The wood has also been used to prepare a traditional flat roof, locally known as ‘Mucchige’ in Kannada. It translates to ‘roof enclosure’.
Wood was also used to construct the slab prepared to bear the load of Mangalore tiles installed on the roof. “We preferred pre-used tiles as they come for half the price including the cleaning and repainting expenses compared to the newer products. They are tougher than the newly prepared tiles as they have withstood the weather conditions over time and developed resistance. And the materials reused help save on the carbon footprint and energy costs by avoiding the need to manufacture a new set of materials,” Manoj says.
The 27-year-old adds, “The masonry of stone foundation and laterite walls are made from lime mortar with a traditional recipe using cashew oil, jaggery, river sand and lime. The cashew oil works as a binding agent while fermented black jaggery works for its stickiness and quick hardening of the mixture.”
The house floor bears a finish of red oxide that brings a traditional charm to the house. The house furniture such as sofa, seating areas and dining areas are constructed within the structure. “They are finished with yellow oxides, jade-green oxides and chocolate brown oxide colours,” he says.
The plastered walls help the indoor areas remain cool even during the hottest of coastal summers. The lime also creates a healthy non-toxic indoor environment and increases the longevity of the building.
Another climate control feature of the house is fitting small windows for ventilation. Manoj explains, “The rural areas of Udupi witness a sharp visual glare. So, we decided to use multiple small windows rather than large ones. To combat hot and humid weather conditions, we have addressed aspects of active and passive ventilation.”
He says that 80 per cent of the air rises from the space and exits from the vents provided under the topmost pyramid roof. “The system ensures the flow of adequate fresh air and thermal comfort. A corridor runs along the southern and western edges of the house, creating a heat buffer from harsh south-west sunlight. This corridor also connects to the garden space, located behind, creating a connection between the garden and the house which ensures uninterrupted circulation of cool air,” he adds.
“The house does not have columns or beams as observed in conventional housing, which reduces the use of concrete,” he says, adding, “Arches and corbelled arches have been extensively used to achieve a very stable load-bearing structure.”
Manoj says the arches have a gradual load transfer path, making them structurally sound as they are self-supporting structural elements. Arches can be built using less energy-intensive materials like bricks, thus avoiding RCC lintels or beams.
Nithin adds that the overall features of the house bring the construction costs lower by about 10 per cent. “But it has significant benefits to the environment and keeps the residents free from toxic chemicals used in paints. It also keeps the soaring summer temperatures at bay,” he adds.

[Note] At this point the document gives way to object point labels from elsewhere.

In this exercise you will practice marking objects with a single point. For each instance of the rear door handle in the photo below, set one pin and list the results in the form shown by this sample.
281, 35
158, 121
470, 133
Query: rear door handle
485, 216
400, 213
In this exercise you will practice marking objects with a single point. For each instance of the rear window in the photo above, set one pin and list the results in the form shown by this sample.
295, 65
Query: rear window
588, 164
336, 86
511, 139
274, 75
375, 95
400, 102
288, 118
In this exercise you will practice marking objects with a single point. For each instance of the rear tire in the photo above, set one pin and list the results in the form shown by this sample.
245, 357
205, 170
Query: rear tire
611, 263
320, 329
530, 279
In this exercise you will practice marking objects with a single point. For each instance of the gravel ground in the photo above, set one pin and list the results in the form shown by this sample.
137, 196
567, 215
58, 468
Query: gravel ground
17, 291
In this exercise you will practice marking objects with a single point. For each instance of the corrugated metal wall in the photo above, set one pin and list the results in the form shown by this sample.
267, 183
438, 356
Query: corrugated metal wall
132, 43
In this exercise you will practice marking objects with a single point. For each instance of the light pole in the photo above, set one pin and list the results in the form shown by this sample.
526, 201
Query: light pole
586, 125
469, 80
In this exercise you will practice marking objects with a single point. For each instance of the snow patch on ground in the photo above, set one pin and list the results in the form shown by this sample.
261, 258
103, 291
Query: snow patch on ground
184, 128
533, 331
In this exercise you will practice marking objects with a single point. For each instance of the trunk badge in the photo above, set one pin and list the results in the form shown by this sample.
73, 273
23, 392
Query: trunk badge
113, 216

A resident of the house, BV Rao, says, “I have lived in Mumbai all my life and dreaded the harsh heat that radiates during peak summer months. I wanted to do my bit to prevent climate change and hence preferred building a sustainable home. Since our stay over the past year, I have observed some positive visible differences.”
He adds that the natural coolness of the house is evident once a person enters the property from outside. “It feels cooler and comfortable. We have not used any granite or processed material for the house, making it natural and organic. I hope more people opt for such sustainable practices,” Rao says.